A few years ago I made a retreat with some friends to Gethsemani Abbey in Kentucky. Like for most, the pilgrimage was meant to help me shed a skin, discard what needed to be left behind, and to discover the hidden depths that remained concealed in the distracted life. After a few days of solitude, repeating ethereal worship and moving back and forth between the intersection of nature and community, a new space is opened inside. What fills it is a grace, of course, and it can’t be designed or planned.
During my days there I struck up a conversation with a monk during the designated conversation time (since the Trappists hold the discipline of silence). In order to support itself, the Abbey makes fruitcakes, sells them online, and ships them across the country. It’s a big deal. Access to Kentucky bourbon doesn’t hurt. And this monk had made fruitcakes his entire life at the Abbey. Fruitcakes and prayer.
During our brief talk I asked him how that worked, the fruitcake occupation with the spiritual life. He looked at me like I had asked why you get wet when it rains. If you can’t find God in a fruitcake, he said, then you can’t find God anywhere.

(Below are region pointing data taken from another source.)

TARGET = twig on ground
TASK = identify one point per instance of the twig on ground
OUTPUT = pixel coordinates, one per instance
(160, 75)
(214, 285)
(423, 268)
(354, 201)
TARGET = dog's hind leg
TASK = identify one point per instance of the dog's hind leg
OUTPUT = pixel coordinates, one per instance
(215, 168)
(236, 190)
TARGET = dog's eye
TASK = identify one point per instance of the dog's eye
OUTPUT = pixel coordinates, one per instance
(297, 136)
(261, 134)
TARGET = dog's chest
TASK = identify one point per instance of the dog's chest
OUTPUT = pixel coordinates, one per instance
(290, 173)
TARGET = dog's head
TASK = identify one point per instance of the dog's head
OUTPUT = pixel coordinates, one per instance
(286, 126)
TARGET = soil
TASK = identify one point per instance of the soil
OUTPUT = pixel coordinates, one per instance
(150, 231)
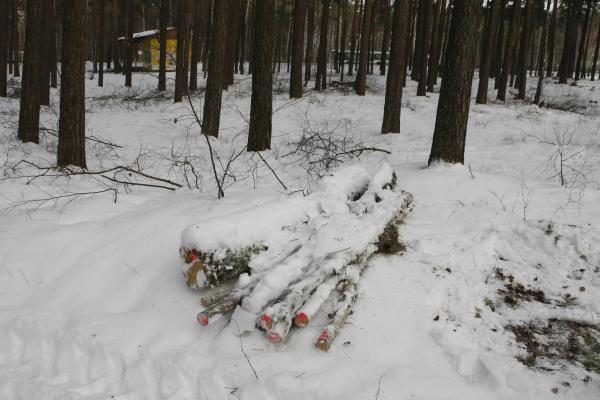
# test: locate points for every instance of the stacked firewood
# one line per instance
(291, 256)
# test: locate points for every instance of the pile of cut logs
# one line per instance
(274, 265)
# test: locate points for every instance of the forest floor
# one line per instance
(497, 296)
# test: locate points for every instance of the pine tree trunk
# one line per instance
(344, 37)
(243, 27)
(395, 78)
(455, 93)
(214, 81)
(582, 41)
(198, 30)
(435, 43)
(297, 49)
(419, 39)
(259, 134)
(567, 61)
(310, 38)
(280, 27)
(128, 43)
(509, 49)
(361, 75)
(551, 38)
(596, 51)
(183, 47)
(353, 38)
(29, 112)
(71, 125)
(321, 78)
(3, 47)
(162, 40)
(386, 37)
(486, 63)
(427, 27)
(499, 45)
(52, 59)
(101, 9)
(45, 50)
(523, 50)
(235, 10)
(15, 38)
(540, 86)
(116, 46)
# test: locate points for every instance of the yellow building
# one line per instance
(147, 49)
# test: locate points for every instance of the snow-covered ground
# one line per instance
(93, 304)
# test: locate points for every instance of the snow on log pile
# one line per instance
(291, 256)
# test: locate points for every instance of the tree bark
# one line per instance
(419, 40)
(385, 42)
(582, 41)
(361, 75)
(455, 94)
(232, 38)
(484, 71)
(395, 78)
(214, 81)
(321, 78)
(434, 48)
(116, 46)
(71, 125)
(353, 38)
(567, 60)
(162, 39)
(15, 38)
(310, 38)
(101, 10)
(29, 112)
(422, 85)
(45, 50)
(259, 134)
(499, 45)
(540, 86)
(596, 51)
(509, 49)
(198, 32)
(297, 49)
(3, 47)
(129, 43)
(344, 36)
(183, 47)
(523, 50)
(551, 38)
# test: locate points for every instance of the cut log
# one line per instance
(208, 269)
(220, 249)
(288, 270)
(307, 312)
(347, 299)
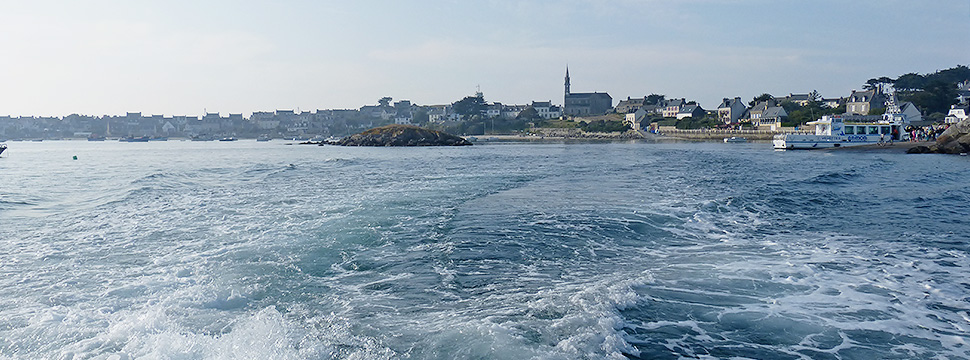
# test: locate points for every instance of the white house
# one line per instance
(691, 111)
(957, 114)
(731, 110)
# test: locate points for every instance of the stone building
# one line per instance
(583, 104)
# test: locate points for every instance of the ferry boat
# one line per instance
(833, 131)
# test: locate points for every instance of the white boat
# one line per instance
(846, 130)
(850, 130)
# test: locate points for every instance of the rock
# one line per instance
(956, 139)
(402, 135)
(919, 150)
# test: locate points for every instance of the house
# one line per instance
(913, 114)
(756, 111)
(581, 104)
(800, 99)
(633, 119)
(672, 107)
(691, 111)
(731, 110)
(546, 109)
(833, 102)
(862, 102)
(963, 92)
(771, 118)
(957, 114)
(630, 105)
(513, 111)
(402, 112)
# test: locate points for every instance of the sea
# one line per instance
(555, 250)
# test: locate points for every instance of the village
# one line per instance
(578, 115)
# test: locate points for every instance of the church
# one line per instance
(585, 104)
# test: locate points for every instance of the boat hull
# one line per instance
(803, 141)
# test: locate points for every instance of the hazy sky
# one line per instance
(183, 57)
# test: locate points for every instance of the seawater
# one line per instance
(213, 250)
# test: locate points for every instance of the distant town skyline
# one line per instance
(184, 58)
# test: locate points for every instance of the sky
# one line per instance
(177, 57)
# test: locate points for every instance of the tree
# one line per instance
(760, 98)
(470, 106)
(529, 114)
(909, 82)
(936, 96)
(421, 116)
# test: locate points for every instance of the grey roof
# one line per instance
(774, 112)
(688, 109)
(726, 103)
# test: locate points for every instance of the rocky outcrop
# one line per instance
(402, 135)
(955, 140)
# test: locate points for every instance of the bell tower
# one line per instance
(567, 80)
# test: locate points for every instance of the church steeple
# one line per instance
(567, 79)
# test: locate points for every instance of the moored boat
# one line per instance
(844, 130)
(833, 131)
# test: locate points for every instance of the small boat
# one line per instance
(134, 139)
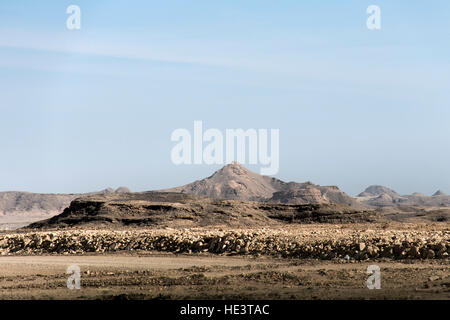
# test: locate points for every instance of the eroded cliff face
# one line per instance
(165, 209)
(235, 182)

That thought has been shared before in the history of spirituality. St. Teresa of Avila famously said to keep watch during kitchen duty because “even when you are in the kitchen, our Lord moves amidst the pots and pans.”
I don’t believe, however, that my fruitcake-making monk read Teresa and then tried out the pots and pans formula with fruitcakes. Rather, I think it is a universal aspect of the spiritual life; there comes a time when one realizes that nothing out there is going to provide more than what can be found where you stand, in your own hands. Which makes sense of the monastic understanding of “stability.” Quit jumping around, here and there, and settle in where you are and find what is meant to be found.
Robert Fulghum is primarily known for his book All I really need to know I learned in Kindergarten. The most important Fulghum observation for me came not from his most popular book. It was rather an offhand observation he made that garnered little attention. Except for me.
One time when Fulghum was on a pilgrimage to India, he visited a renowned holy man. He hoped that Atlantis might rise out of the sea and his spiritual quandaries would be forever answered. But instead he said that after a while the holy man came out, scratched his back side, sat in front of Fulghum and said, “Go home.” Fulghum waited. Was the wisdom about to come? It was not as he expected. “Go home and find it. There is nothing here you can find that you can’t find at home.” And then he got up and wandered away.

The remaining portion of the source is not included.